A. Juppé : Je suis un peu surpris, parfois un peu amusé, de l'absence totale d'esprit critique vis-à-vis des déclarations américaines. Je lis dans les dépêches : « L'accord de Bruxelles confirme le point de vue américain » Qui a demandé des frappes aériennes ? Ce ne sont pas les Américains, c'est nous. Qui a fait voter par le conseil de sécurité la résolution 836 sur les zones de sécurité ? La France. Que prévoit cette résolution ? Dans l'hypothèse où des événements comme ceux de Sarajevo il y a quelques jours se produisent, nous sommes fondés à demander l'intervention aérienne de l'OTAN. C'est la France qui l'a voulu. Je me suis indigné à plusieurs reprises que la mise en œuvre de la protection aérienne reste un chiffon de papier. Je suis heureux aujourd'hui de voir que nous avons enfin obtenu gain de cause, nous Français, hier à Bruxelles, lorsque l'OTAN a enfin décidé d'être opérationnelle C'est un concept français et je m'en réjouis.
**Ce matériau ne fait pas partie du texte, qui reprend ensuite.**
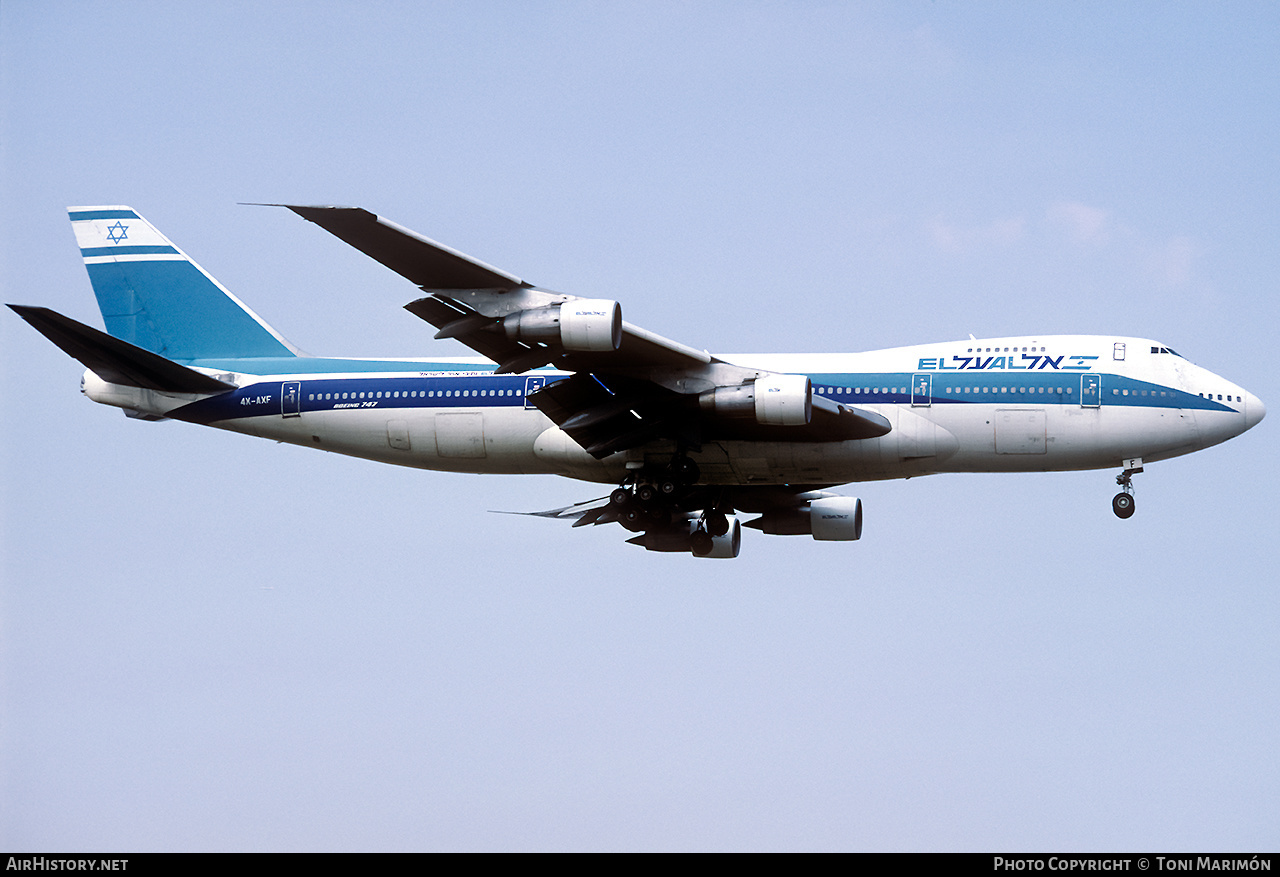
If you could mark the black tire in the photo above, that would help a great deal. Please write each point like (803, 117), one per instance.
(1123, 505)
La deuxième chose qui me réjouit dans cette réunion de Bruxelles, c'est que tout le monde est venu sur un terrain où nous étions déjà, je pense en particulier aux Américains, pour exercer les pressions maximum sur les belligérants afin qu'on trouve un accord à Genève. Il y a encore quelques semaines, certains me parlaient de la levée de l'embargo sur la fourniture des armes, essayaient de dissuader les Musulmans de se mettre à la table des négociations... Aujourd'hui, tout le monde est d'accord pour dire il faut négocier. Il faut qu'à Genève on trouve un accord qui respecte les grands principes de la concertation de la conférence de Londres et qui soit viable politiquement. Troisième source de satisfaction : l'OTAN s'est mis au travail pour voir ce que pourrait être les garanties que nous donnerions à un accord de paix, dans la mesure où il y aurait un accord de paix à Genève à la fin de la semaine prochaine. Il ne faut pas toujours écouter un seul son de cloche.
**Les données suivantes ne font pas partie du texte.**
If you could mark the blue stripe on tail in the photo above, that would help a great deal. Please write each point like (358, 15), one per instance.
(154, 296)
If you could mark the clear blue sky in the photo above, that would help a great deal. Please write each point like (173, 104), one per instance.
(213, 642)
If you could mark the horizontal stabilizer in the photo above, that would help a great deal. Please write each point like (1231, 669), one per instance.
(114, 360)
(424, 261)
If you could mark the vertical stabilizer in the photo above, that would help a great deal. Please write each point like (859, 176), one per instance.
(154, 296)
J.-M. Lefebvre : La diplomatie américaine a semblé peser d'un tout autre poids ?
E. : C'est vrai que les États-Unis ont plus d'influence que la France au Proche-Orient. C'est vrai. Je l'ai longtemps déploré. Nous nous sommes mis dans ce mauvais pas au fil des années en soutenant des thèses qui n'avaient aucune chance d'aboutir. J'ai trouvé cela en arrivant, et ce n'est pas en l'espace de quelques mois que l'on peut changer cette réalité. Les États-Unis ont demandé en même temps que nous que les bombardements sur Israël soient interrompus, cela a eu le même effet, cela a marché au bout de 15 jours.
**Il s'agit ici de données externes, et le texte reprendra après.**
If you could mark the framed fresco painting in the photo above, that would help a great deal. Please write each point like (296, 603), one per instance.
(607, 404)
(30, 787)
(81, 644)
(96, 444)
J.-M. Lefebvre : Votre homologue américain est en Israël aujourd'hui.
A. Juppé : Avant mars 1993, la France s'est mise en dehors du coup en ne soutenant pas le processus de la conférence de Madrid. Nous avons été mis hors-jeu et les Américains sont co-parrains de cette conférence. Voilà pourquoi je ne suis pas à Beyrouth ! Dans les négociations multilatérales pour préparer l'avenir que se passera-t-il si un accord de paix est signé au Proche-Orient ? La France travaille à réfléchir au développement économique de la région, au problème des réfugiés, du regroupement familial. Nous sommes très actifs sur tous ces sujets. Par ailleurs, nous avons de bonnes relations avec tout le monde. J'ai été très sévère avec l'intervention israélienne mais j'ai également désigné les responsabilités du Hezbollah, qui a déclenché ces attaques. C'est cela le rôle de la France: avoir un discours équilibré, désigner toutes les responsabilités et essayer d'être disponible avec les partenaires pour faire passer des messages et aboutir à plus de paix.